Optimizing IO and Simplifying Compute Shader Development

This post is a part of a series. Click here for the previous post.

In this post, I continue implementing a parser on the GPU and take steps to hide the latency of transferring data to the GPU. Additionally, I explore Rust’s code generation mechanisms to simplify running compute shaders.

Codegen’ing my way out of boilerplate hell

One thing that frustrated me was the amount of boilerplate needed to run a compute kernel, with no real compile-time checks to ensure that your CPU driver code matches the semantics of your compute kernels. I decided that I would take a stab at solving this problem, by leveraging the fact that rust-gpu uses the same language for both the GPU and CPU. My plan was to write a macro that decorates the entry point of the compute kernel, and generates a struct with metadata about the buffers needed to be bound for the kernel, the sizes of the workgroup, etc.

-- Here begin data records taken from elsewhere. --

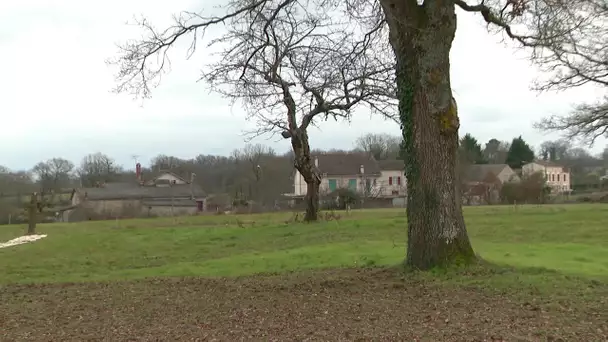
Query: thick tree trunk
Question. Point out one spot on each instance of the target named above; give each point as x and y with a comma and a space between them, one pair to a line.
421, 36
305, 165
32, 215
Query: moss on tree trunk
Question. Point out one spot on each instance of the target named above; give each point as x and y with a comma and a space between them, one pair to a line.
422, 37
305, 165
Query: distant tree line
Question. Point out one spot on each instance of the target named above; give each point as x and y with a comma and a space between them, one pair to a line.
257, 172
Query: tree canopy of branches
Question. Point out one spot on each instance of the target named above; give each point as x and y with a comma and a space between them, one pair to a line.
288, 62
495, 151
98, 167
574, 51
471, 151
519, 153
380, 146
263, 33
53, 174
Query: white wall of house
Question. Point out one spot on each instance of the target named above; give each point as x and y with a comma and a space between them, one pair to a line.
169, 177
392, 183
555, 176
355, 181
507, 175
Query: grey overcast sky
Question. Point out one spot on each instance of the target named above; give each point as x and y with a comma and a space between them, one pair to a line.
56, 99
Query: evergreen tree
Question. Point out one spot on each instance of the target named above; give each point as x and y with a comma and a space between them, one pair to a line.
519, 154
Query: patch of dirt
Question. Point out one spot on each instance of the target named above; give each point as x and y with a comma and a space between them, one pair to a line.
343, 305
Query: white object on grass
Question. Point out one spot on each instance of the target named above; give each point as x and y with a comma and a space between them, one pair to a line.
21, 240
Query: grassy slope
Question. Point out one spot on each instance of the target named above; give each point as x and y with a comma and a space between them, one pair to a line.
569, 239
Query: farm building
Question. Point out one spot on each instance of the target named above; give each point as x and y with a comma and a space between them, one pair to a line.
166, 195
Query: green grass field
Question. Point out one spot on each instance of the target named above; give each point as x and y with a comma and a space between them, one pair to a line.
545, 279
571, 240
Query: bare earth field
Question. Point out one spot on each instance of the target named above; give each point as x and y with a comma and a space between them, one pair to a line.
100, 296
345, 305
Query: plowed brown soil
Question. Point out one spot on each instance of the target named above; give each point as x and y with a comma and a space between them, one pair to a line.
342, 305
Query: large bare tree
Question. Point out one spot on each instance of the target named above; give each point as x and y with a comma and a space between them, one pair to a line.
289, 62
421, 35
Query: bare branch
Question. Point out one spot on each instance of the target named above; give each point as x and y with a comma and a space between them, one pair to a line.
569, 43
587, 122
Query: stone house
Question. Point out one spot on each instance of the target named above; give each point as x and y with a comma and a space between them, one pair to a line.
392, 181
482, 182
165, 195
557, 177
356, 171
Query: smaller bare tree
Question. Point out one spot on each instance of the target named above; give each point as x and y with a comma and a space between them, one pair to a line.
380, 146
572, 48
290, 63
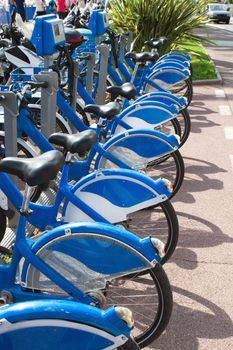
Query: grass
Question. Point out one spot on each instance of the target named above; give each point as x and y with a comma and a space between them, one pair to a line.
203, 67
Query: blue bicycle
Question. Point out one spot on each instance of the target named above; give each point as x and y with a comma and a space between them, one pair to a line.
64, 325
96, 264
118, 196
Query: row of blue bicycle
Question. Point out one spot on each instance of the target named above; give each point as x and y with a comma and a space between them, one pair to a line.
84, 270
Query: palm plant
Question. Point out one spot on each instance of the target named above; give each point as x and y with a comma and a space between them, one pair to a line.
178, 20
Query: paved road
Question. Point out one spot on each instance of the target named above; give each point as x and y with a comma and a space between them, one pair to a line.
201, 270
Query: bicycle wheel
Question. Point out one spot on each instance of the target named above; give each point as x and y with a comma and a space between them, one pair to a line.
149, 297
23, 152
185, 125
158, 221
170, 127
183, 88
2, 224
5, 255
170, 167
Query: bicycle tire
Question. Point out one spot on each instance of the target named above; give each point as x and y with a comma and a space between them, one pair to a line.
129, 345
151, 314
169, 166
165, 301
183, 88
170, 127
185, 125
160, 166
158, 221
22, 152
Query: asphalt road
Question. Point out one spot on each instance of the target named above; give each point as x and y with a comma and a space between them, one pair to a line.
201, 270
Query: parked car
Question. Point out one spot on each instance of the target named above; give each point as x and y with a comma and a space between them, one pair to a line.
218, 12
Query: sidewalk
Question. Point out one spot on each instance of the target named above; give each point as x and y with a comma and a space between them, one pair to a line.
201, 270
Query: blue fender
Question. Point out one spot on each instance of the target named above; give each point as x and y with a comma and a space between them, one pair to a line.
169, 75
178, 55
97, 252
145, 114
57, 324
171, 63
136, 147
114, 194
65, 310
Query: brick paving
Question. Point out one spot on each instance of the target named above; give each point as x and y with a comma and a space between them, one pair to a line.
201, 270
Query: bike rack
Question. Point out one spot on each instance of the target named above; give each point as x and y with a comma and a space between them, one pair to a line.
90, 71
122, 47
10, 105
9, 102
102, 84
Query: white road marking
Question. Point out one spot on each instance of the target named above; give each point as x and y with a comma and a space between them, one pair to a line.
228, 130
231, 159
219, 93
224, 110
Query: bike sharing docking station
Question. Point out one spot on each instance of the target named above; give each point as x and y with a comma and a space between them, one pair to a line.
97, 26
47, 35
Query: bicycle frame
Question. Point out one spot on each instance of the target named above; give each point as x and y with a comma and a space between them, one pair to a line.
136, 254
142, 192
160, 144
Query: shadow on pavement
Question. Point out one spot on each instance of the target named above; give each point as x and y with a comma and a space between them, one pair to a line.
197, 180
196, 232
193, 318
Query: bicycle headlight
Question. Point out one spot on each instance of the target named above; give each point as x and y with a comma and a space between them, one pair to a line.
177, 138
168, 184
125, 314
159, 246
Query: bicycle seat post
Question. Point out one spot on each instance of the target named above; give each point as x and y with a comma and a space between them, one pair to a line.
134, 72
25, 211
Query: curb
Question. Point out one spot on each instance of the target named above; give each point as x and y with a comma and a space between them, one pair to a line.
210, 81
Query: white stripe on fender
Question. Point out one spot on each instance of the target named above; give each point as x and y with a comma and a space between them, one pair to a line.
224, 110
228, 130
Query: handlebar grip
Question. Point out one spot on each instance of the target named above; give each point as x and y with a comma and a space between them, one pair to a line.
38, 84
84, 57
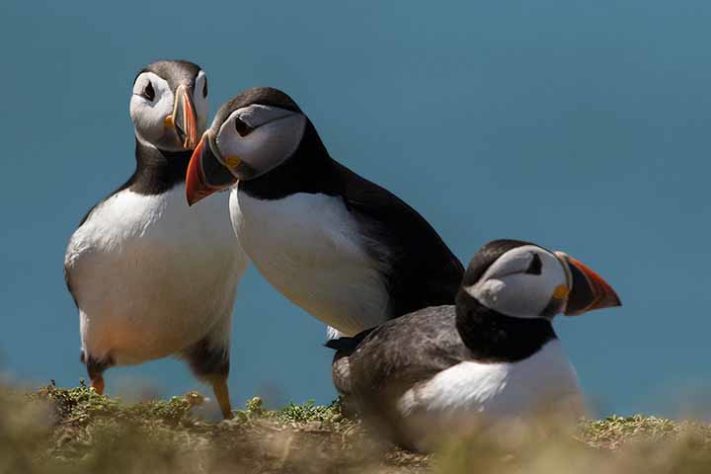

This required learning how Rust’s macros work. Unlike C/C++, Rust macros are given access to a stream of tokens, and not just raw text. This makes them far more powerful than the C-preprocessor. Implementing this macro was rather non-trivial. The code can be found here. This definitely reduced the amount of boilerplate, and made it easier for me to implement other kernels necessary for implementing all of nvParse.

I plan to continue refining my codegen system to work in more generic cases. I think this could be a valuable tool in the rust-gpu ecosystem, and could help simplify GPU development, and hopefully I can publish the crate share this work with the rust-gpu community soon.

Optimizing GPU IO

In my last post I found the main bottleneck to be writing data to the GPU. While there isn’t much we can do to make communication itself faster, we can try to hide the latency by overlapping some of the compute with IO. At a high level, our current pipeline is:

Load and compile the GPU compute shader
Read a chunk (the size of the maximum sized GPU buffer) of data from disk
Copy data to the GPU
Run the compute kernel
Go back to (2) and repeat until all data is consumed

However the maximum buffer size is much less than the total amount of memory available. So what if we allocated a bunch of buffers up front, and then created a stream of buffers that are ready for consumption by the CPU?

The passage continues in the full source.